I´ve been doing some research on the L bridges and I couldn´t find any combination that goes above a 12.5 multiplier. ¿Anyone knows a way to get it to 14?

Thanks a lot.
 
There is a way to do it with XP's buy putting little U shaped wires in certain holes in the socket, but I don;t know if it would work on a Tbird. I guess you could always try. OR those chips go for some good money on ebay, sell it and pick up a 1.2 or 1.3(not the 1.33) Athlon for probably half of what your sell the 1.4 for.

Here's the link for the pin mod: http://www.ocinside.de/go_e.html?/html/workshop/pinmod/amd_pinmod.html
 
You can't set that multiplier with that CPU, the only way that the 1300 and 1400 Bs (100MHz default FSB) could run at these speeds was because they have internal multiplier remap, so just for example when you set it to x10 you get x13 and x11 u get x14 (that was just an example).

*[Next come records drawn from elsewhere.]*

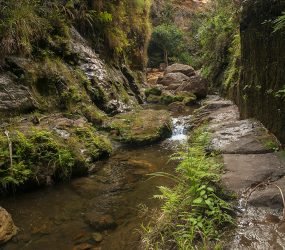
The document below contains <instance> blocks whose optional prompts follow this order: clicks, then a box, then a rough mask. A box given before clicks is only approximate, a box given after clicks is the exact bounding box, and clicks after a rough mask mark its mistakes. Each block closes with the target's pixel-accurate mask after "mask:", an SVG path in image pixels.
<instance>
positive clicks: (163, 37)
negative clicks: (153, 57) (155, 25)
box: [151, 24, 183, 64]
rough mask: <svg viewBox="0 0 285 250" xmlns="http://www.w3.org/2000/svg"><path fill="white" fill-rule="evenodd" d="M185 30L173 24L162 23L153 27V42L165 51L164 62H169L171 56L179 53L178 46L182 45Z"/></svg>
mask: <svg viewBox="0 0 285 250" xmlns="http://www.w3.org/2000/svg"><path fill="white" fill-rule="evenodd" d="M182 38H183V32H182V30H180V29H179V28H178V27H177V26H175V25H173V24H161V25H159V26H157V27H155V28H154V29H153V33H152V39H151V43H153V44H154V45H156V46H158V47H159V48H160V49H161V50H162V51H163V52H164V62H165V63H167V64H168V58H169V56H175V55H178V54H177V52H178V51H177V48H178V47H179V46H181V44H182Z"/></svg>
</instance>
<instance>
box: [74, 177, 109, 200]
mask: <svg viewBox="0 0 285 250" xmlns="http://www.w3.org/2000/svg"><path fill="white" fill-rule="evenodd" d="M71 185H72V187H73V188H74V190H75V191H76V192H77V193H79V194H80V195H82V196H91V197H94V196H96V195H99V194H100V193H101V192H102V190H103V188H104V186H103V185H102V183H99V182H98V181H97V180H96V179H94V178H91V177H84V178H80V179H76V180H73V181H72V182H71Z"/></svg>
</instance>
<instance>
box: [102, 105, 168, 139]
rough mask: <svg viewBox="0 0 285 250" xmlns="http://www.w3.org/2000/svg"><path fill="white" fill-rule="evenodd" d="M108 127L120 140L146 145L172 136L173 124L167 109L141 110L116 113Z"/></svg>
mask: <svg viewBox="0 0 285 250" xmlns="http://www.w3.org/2000/svg"><path fill="white" fill-rule="evenodd" d="M107 127H108V128H109V129H110V130H111V134H112V136H113V138H114V139H116V140H118V141H121V142H123V143H127V144H136V145H145V144H150V143H153V142H156V141H159V140H162V139H164V138H166V137H168V136H170V135H171V127H172V125H171V119H170V116H169V113H168V112H167V111H160V110H140V111H137V112H131V113H127V114H120V115H116V116H115V117H113V119H112V120H111V121H110V122H109V123H108V124H107Z"/></svg>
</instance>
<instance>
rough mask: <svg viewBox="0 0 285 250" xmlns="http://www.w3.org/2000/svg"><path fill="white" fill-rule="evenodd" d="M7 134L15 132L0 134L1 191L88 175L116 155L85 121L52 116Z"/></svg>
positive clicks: (43, 183) (111, 146) (12, 132)
mask: <svg viewBox="0 0 285 250" xmlns="http://www.w3.org/2000/svg"><path fill="white" fill-rule="evenodd" d="M39 118H41V117H40V116H39ZM39 118H38V120H40V119H39ZM7 130H9V131H13V132H10V133H9V132H8V134H7V131H0V191H1V190H3V191H4V190H9V189H11V188H12V187H13V188H14V187H17V186H27V185H28V184H31V185H32V186H34V185H46V184H49V183H51V182H54V181H64V180H68V179H69V178H70V177H72V176H82V175H86V174H87V173H88V170H89V168H90V167H91V166H92V165H93V164H94V162H95V161H97V160H99V159H102V158H106V157H108V156H109V155H110V154H111V152H112V145H111V143H110V141H109V140H108V138H107V137H106V136H104V135H102V134H100V133H99V132H98V131H96V129H95V128H93V127H92V126H91V125H90V124H89V123H87V122H86V121H85V120H84V119H82V118H81V119H78V120H72V119H68V118H64V117H61V116H60V117H52V116H51V117H47V118H45V119H44V120H43V121H41V122H40V123H39V124H38V125H36V126H35V125H33V124H32V123H31V122H26V123H24V124H20V125H19V124H18V125H14V127H13V128H12V127H10V128H7ZM9 143H10V146H9Z"/></svg>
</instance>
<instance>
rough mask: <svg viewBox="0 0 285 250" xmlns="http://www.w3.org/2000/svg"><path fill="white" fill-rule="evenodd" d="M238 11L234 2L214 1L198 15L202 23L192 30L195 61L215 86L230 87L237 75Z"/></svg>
mask: <svg viewBox="0 0 285 250" xmlns="http://www.w3.org/2000/svg"><path fill="white" fill-rule="evenodd" d="M238 11H239V7H238V3H235V2H234V1H230V0H218V1H215V2H213V3H212V8H211V9H210V11H209V12H207V13H206V14H205V15H202V16H198V17H197V18H198V20H200V23H202V25H201V26H200V27H199V28H198V29H196V30H194V31H193V32H192V35H193V37H195V39H196V43H197V46H198V48H197V53H196V59H195V60H194V61H195V62H196V63H197V65H202V66H203V67H202V74H203V75H204V76H205V77H207V78H208V79H209V80H210V81H211V82H213V83H214V84H215V85H220V86H221V85H222V84H224V83H225V85H226V86H230V85H232V84H234V83H235V82H236V80H237V78H238V75H239V73H238V67H239V60H240V59H239V58H240V41H239V35H238V33H239V22H238V16H239V13H238ZM194 66H195V65H194Z"/></svg>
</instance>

Just like on the old K6-2/3s that ran over 400Mhz, when u set the mobo to x2 you got x6.
The lower C chips don't have this as there is no need for it. you can go to http://www.ocinside.de/html/workshop/socketa/socketa_resistors.html for bridge settings for the Tbird's default multi
 
If you bridge it to 12.5 its still better than running at 1050. If you can afford a little money, find a used Kt266 board or anything that can take over 100 FSB. K7S5A's are dirt cheap and can handle that fine.
 
Newegg also still has MSI K7T Turbo2 mobo's (KT133a chipset) for sale pretty cheap and will run that Tbird just fine, as well as any Tbred B that runs a 266 fsb. The only downside to the board is that it uses the 12v P4 connector; if your psu doesn't have one then you will need to buy an adapter cable, which Newegg also has. The Turbo2 board also doesn't have any ISA slots so if you are using an old ISA board in your present rig, you are out of luck.